On observe dès la seconde moitié du 19e siècle sur l’ensemble du territoire breton, la constitution de réseaux migratoires durables d’Italiens, toujours perceptibles aujourd’hui. — EMERY, Céline, Immigration italienne en Finistère : parcours d’intégration, Thèse de doctorat en Ethnologie, Bretagne occidentale, 2013. —
Localisation du lieu de l’accident
Jean-Pierre Nennig avance une hypothèse concernant le lieu de l’accident.
La tradition situe la catastrophe au passage à niveau à la sortie de Gaël. Les blessés sont conduits dans une longère située à quelques dizaines de mètres. Cette maison est dénommée par la population locale « L’Ambulance » 6.
Plusieurs indices permettent de remettre en cause cette hypothèse et de situer précisément le lieu de l’accident.
L’article du Journal de Rennes mentionne en effet :
[...] A trois kilomètres de Saint-Méen on rencontre, sur le bord du chemin, la briqueterie de St-Judicaël, distante d’une cinquantaine de mètres de la voie ferrée, c’est là que la collision a eu lieu. Près du passage à niveau de la route de Gaël, 24 wagons, formant le train d’aménagement, sont encore sur la voie. [...] L’honorable maire de St-Méen, M. de Montgermont, arrivé le premier sur le lieu du sinistre, raconte que lorsqu’il entra dans la maison du garde-barrière, après le transport des blessés, il fut témoin d’un spectacle épouvantable. [...]

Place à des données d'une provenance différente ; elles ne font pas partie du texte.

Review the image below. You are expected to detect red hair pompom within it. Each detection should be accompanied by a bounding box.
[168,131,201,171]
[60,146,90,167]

Ce lieu, situé sur la commune de Gaël, s’appelle aujourd’hui « Mi-Voie » ou « La Brique ».
Cette dernière appellation fait référence à la briqueterie Saint-Judicaël 7, mentionnée dans la presse pour situer l’accident. Le bâtiment a existé jusque dans les années 1970.

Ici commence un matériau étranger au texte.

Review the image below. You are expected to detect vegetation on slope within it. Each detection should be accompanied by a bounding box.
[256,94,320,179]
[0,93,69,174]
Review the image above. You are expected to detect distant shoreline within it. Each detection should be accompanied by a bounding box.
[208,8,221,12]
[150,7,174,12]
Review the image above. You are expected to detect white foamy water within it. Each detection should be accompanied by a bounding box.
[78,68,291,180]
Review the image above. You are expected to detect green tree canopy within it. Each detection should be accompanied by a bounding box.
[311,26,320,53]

L’article mentionne également le passage à niveau et la maison du garde-barrière. Cette maison, aujourd’hui disparue, figure sur les photos aériennes jusqu’en 1965.
Le passage à niveau est aujourd’hui fermé, la maison a disparu, ainsi que la briqueterie. Une autre maison a été construite à son emplacement.
Bilan de la catastrophe
Synthèse réalisée à partir des articles du Morbihannais, du Phare des campagnes et du Journal de Rennes.
— ANONYME, « La catastrophe de Saint-Méen », Le Phare des campagnes, 09/12, 1883, Voir en ligne. ANONYME, « La catastrophe de Saint-Méen », Journal de Rennes, 03/12, 1883, Voir en ligne. —
Dix-sept ouvriers décédés
Balac, Louis Marie, 33 ans, marié, de Fégréac (Loire Inférieure)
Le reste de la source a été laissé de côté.